CARSON CITY — The Southern Nevada Water Authority has scaled back its request for water rights in rural Nevada and suggested some water be set aside for growth in the four rural valleys where the water resides.
In its recommendation, the authority said 104,854 acre-feet should be allocated from Eastern Nevada for the needs of Southern Nevada. That's down from its initial request of 125,975 acre-feet.
The Water Authority recommends the state engineer set aside 450 acre-feet in the valleys to accommodate future growth or agricultural needs.
The authority submitted a proposed ruling Friday for state Engineer Jason King to consider when he makes his decision by the end of March.
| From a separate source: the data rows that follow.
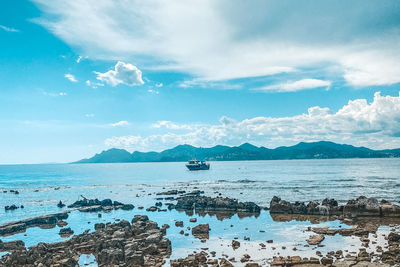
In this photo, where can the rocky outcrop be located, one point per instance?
(359, 207)
(46, 221)
(201, 231)
(315, 239)
(66, 232)
(141, 243)
(95, 205)
(209, 204)
(13, 207)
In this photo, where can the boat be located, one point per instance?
(197, 165)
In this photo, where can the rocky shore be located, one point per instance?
(217, 204)
(360, 207)
(139, 243)
(46, 221)
(143, 243)
(95, 205)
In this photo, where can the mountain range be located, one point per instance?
(246, 151)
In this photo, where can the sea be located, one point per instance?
(40, 187)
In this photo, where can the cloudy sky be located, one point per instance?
(78, 77)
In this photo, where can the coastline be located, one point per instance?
(375, 247)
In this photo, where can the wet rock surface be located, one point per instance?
(360, 207)
(141, 243)
(95, 205)
(201, 231)
(46, 221)
(204, 204)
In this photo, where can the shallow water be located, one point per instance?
(42, 186)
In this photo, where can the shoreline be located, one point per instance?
(364, 228)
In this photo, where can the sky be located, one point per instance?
(78, 77)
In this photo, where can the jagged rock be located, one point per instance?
(394, 237)
(361, 206)
(141, 243)
(208, 204)
(12, 207)
(66, 232)
(179, 224)
(95, 205)
(197, 259)
(60, 204)
(235, 244)
(315, 239)
(21, 226)
(201, 231)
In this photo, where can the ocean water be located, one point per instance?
(40, 187)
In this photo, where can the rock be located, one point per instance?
(127, 207)
(315, 239)
(141, 243)
(12, 207)
(394, 237)
(245, 258)
(208, 204)
(21, 226)
(99, 226)
(225, 263)
(326, 261)
(197, 259)
(95, 205)
(60, 204)
(201, 231)
(66, 232)
(61, 223)
(235, 244)
(152, 208)
(362, 206)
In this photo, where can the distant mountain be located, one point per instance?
(303, 150)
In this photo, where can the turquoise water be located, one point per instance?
(42, 186)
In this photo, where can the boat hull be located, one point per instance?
(198, 167)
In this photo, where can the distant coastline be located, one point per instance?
(246, 151)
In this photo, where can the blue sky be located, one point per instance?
(78, 77)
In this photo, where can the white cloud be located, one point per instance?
(7, 29)
(123, 73)
(218, 40)
(92, 84)
(120, 123)
(152, 91)
(375, 124)
(172, 126)
(71, 77)
(303, 84)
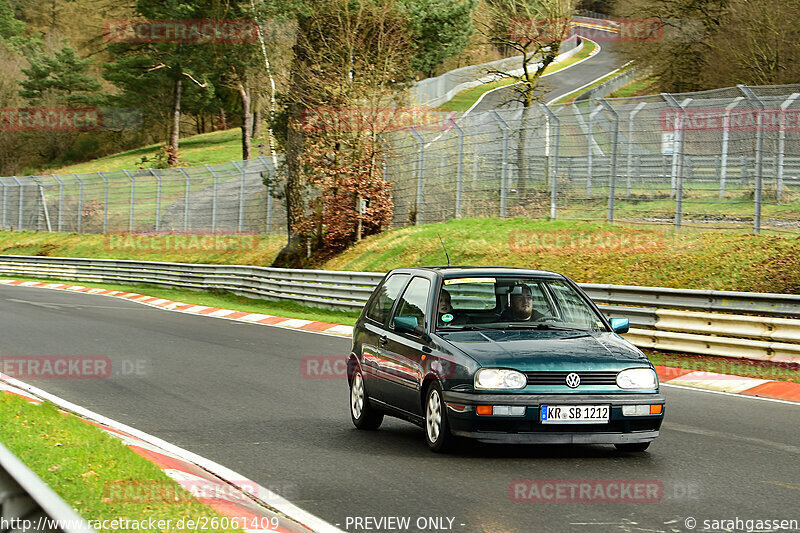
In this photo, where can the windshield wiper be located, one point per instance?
(546, 326)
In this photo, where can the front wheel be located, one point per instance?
(364, 416)
(437, 430)
(632, 446)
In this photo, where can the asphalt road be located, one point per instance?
(235, 394)
(560, 82)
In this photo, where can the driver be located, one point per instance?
(521, 308)
(446, 314)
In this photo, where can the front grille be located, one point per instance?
(560, 378)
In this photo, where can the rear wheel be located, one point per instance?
(364, 416)
(632, 446)
(437, 430)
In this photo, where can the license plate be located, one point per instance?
(574, 414)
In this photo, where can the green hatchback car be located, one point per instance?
(502, 355)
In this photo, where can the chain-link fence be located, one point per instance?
(226, 198)
(721, 158)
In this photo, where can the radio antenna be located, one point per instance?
(445, 249)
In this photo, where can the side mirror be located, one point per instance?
(620, 325)
(405, 324)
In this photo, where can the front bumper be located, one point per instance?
(619, 429)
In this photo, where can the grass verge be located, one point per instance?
(85, 466)
(219, 299)
(462, 101)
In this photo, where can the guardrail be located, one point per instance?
(726, 323)
(28, 504)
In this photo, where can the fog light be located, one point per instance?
(635, 410)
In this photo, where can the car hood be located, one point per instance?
(531, 350)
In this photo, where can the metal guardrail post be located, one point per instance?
(677, 153)
(241, 196)
(459, 166)
(504, 163)
(214, 199)
(60, 199)
(186, 199)
(590, 150)
(551, 153)
(420, 172)
(80, 202)
(28, 502)
(158, 196)
(133, 196)
(782, 145)
(612, 179)
(19, 222)
(726, 132)
(631, 118)
(105, 203)
(755, 100)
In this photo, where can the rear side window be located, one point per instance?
(382, 304)
(415, 300)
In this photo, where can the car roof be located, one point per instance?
(458, 271)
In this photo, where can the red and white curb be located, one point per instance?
(228, 493)
(192, 309)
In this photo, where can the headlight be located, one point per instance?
(499, 378)
(637, 378)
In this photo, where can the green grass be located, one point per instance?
(225, 249)
(85, 465)
(219, 299)
(467, 98)
(590, 253)
(209, 148)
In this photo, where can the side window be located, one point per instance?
(415, 300)
(385, 299)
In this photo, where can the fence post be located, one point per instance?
(105, 203)
(504, 163)
(269, 191)
(80, 202)
(214, 199)
(677, 154)
(551, 152)
(60, 199)
(5, 201)
(726, 131)
(612, 180)
(19, 203)
(133, 196)
(631, 118)
(460, 167)
(241, 196)
(750, 95)
(158, 196)
(782, 146)
(420, 174)
(186, 199)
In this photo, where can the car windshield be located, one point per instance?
(514, 303)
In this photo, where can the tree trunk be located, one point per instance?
(247, 121)
(175, 135)
(256, 124)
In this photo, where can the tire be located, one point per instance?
(632, 446)
(364, 416)
(437, 429)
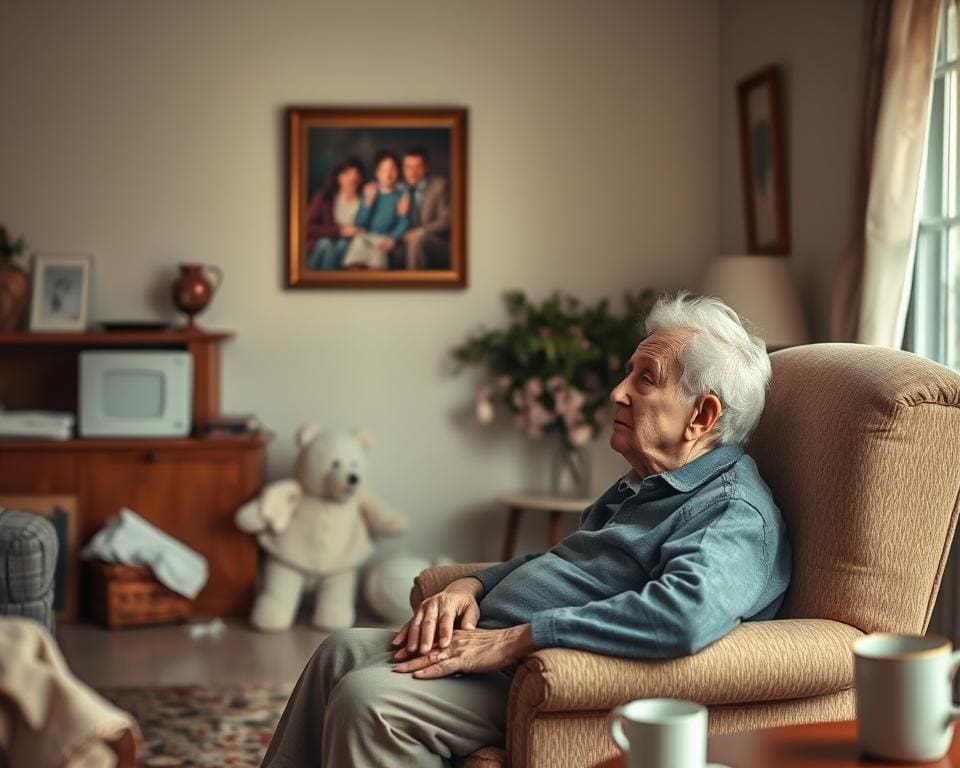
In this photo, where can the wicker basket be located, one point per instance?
(130, 596)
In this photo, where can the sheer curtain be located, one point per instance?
(873, 283)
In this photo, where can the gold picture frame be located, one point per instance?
(376, 197)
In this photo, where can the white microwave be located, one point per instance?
(135, 394)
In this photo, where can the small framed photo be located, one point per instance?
(61, 292)
(61, 511)
(377, 198)
(762, 160)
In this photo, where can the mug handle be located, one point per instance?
(215, 273)
(954, 666)
(615, 725)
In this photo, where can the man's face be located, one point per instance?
(386, 172)
(414, 169)
(648, 419)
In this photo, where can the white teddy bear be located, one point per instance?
(316, 529)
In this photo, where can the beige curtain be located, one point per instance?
(873, 283)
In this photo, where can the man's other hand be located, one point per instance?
(437, 616)
(473, 650)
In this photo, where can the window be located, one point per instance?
(933, 321)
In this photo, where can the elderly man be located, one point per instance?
(668, 560)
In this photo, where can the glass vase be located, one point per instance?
(570, 472)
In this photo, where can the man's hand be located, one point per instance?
(436, 617)
(473, 650)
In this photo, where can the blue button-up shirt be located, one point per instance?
(659, 567)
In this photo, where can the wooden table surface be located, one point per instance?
(832, 745)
The Water Authority has argued that it needs additional water to meet population growth in Southern Nevada. "There are simply no additional groundwater resources available in the Las Vegas Valley to meet Southern Nevada's water needs," said the authority.
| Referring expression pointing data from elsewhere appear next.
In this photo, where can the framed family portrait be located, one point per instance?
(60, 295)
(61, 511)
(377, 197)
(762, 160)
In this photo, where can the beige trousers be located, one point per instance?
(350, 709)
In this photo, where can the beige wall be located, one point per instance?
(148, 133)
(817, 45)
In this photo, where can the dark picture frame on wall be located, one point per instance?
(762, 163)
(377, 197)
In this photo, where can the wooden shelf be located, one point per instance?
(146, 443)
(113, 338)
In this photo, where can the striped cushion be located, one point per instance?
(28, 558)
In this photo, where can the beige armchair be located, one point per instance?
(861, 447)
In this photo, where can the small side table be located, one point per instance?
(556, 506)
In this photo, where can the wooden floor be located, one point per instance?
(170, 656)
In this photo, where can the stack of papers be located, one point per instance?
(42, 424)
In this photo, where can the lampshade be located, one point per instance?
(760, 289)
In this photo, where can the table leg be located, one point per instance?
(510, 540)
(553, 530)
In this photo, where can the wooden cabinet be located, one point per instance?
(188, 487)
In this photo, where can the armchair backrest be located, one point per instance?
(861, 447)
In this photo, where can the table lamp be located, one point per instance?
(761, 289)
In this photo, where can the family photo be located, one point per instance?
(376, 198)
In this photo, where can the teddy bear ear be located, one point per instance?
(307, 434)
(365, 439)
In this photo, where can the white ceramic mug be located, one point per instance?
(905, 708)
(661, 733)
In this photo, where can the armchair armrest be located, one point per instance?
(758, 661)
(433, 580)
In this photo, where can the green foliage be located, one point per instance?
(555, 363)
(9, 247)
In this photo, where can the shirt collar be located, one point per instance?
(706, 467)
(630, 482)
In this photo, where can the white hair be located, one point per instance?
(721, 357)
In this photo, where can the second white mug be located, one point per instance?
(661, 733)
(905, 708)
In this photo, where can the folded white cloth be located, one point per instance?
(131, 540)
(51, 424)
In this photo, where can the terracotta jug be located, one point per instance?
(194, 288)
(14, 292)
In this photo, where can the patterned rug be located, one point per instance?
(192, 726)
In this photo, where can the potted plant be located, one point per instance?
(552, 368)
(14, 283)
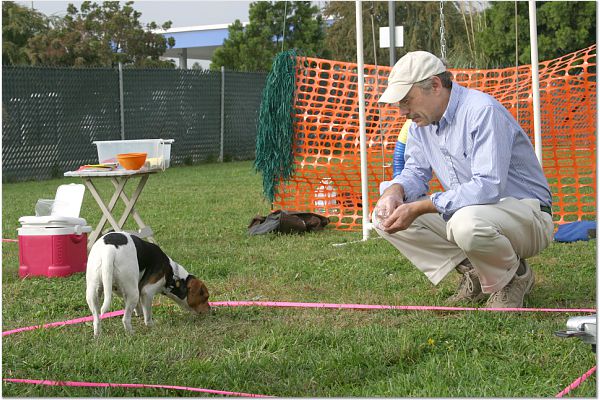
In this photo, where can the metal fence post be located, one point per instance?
(222, 111)
(121, 106)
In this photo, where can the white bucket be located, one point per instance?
(326, 197)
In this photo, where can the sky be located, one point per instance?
(181, 13)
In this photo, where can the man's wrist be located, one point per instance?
(395, 189)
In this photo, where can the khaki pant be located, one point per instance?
(493, 236)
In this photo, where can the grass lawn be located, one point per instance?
(199, 215)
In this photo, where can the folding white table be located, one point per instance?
(119, 179)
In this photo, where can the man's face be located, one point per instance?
(421, 106)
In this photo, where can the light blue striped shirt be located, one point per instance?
(478, 152)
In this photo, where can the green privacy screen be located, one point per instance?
(51, 116)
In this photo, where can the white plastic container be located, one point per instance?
(158, 151)
(55, 244)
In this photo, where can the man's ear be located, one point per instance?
(436, 84)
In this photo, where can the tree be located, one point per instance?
(563, 27)
(19, 24)
(273, 27)
(100, 35)
(421, 21)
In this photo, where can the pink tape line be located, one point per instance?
(128, 385)
(385, 307)
(313, 305)
(61, 323)
(577, 382)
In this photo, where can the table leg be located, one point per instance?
(106, 210)
(145, 230)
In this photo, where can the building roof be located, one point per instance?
(200, 41)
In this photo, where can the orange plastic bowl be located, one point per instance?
(132, 161)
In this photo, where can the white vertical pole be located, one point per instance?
(122, 106)
(597, 155)
(361, 121)
(222, 111)
(535, 82)
(392, 24)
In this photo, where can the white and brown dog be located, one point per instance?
(138, 270)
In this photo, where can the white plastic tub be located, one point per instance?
(158, 151)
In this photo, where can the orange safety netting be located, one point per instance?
(326, 143)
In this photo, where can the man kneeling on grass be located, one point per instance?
(495, 210)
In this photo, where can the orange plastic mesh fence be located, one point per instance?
(326, 142)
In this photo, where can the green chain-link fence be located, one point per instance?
(51, 116)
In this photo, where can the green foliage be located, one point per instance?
(274, 158)
(19, 24)
(87, 37)
(253, 47)
(562, 27)
(421, 21)
(201, 223)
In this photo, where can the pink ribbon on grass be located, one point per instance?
(128, 385)
(313, 305)
(577, 382)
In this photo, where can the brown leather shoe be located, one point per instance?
(469, 288)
The authority said King's ruling should state that the rural water "does not belong exclusively to the inhabitants of that basin. Instead, the water belongs to the people of the state of Nevada."
There were more than 100 protests to the applications, and the major players will submit their recommended ruling by Monday. There were 84 witnesses and more than 10,000 pages of exhibits at the public hearing last year.
Opponents suggested Las Vegas implement more water conservation measures. The authority said there are limits now on landscape watering and sanctions on those who permit water to run down the street or onto another property. Fines can be levied up to $5,000 for chronic violators. More than $400,000 in fines were collected in one year.
The authority says the state engineer must consider the public interest in making his decision. The state is heavily dependent on the economy of the Las Vegas area.
It says, "A 10.5 percent decline in water supply in Southern Nevada will result in a decrease of the economic output of Southern Nevada by $9.6 billion, a loss of 84,000 jobs and a decline in wages and salaries of $3 billion."
The authority suggests the state engineer reserve 50 acre-feet in valleys of Delamar, Cave and Dry Lake and 300 acre-feet in Spring Valley.
In Spring Valley, the authority wants the engineer to allocate 76,931 acre-feet but the water would be withdrawn in four stages. The authority is suggesting it be allocated 6,541 acre-feet in Delamar Valley; 9,785 acre-feet in Cave Valley and 11,584 in Dry Lake Valley.
The authority estimates the cost of a pipeline to bring the water to Las Vegas at $6.4 billion.
It suggests the engineer also require the authority to keep tabs on the withdrawals and whether it damages the environment or cuts into existing water rights.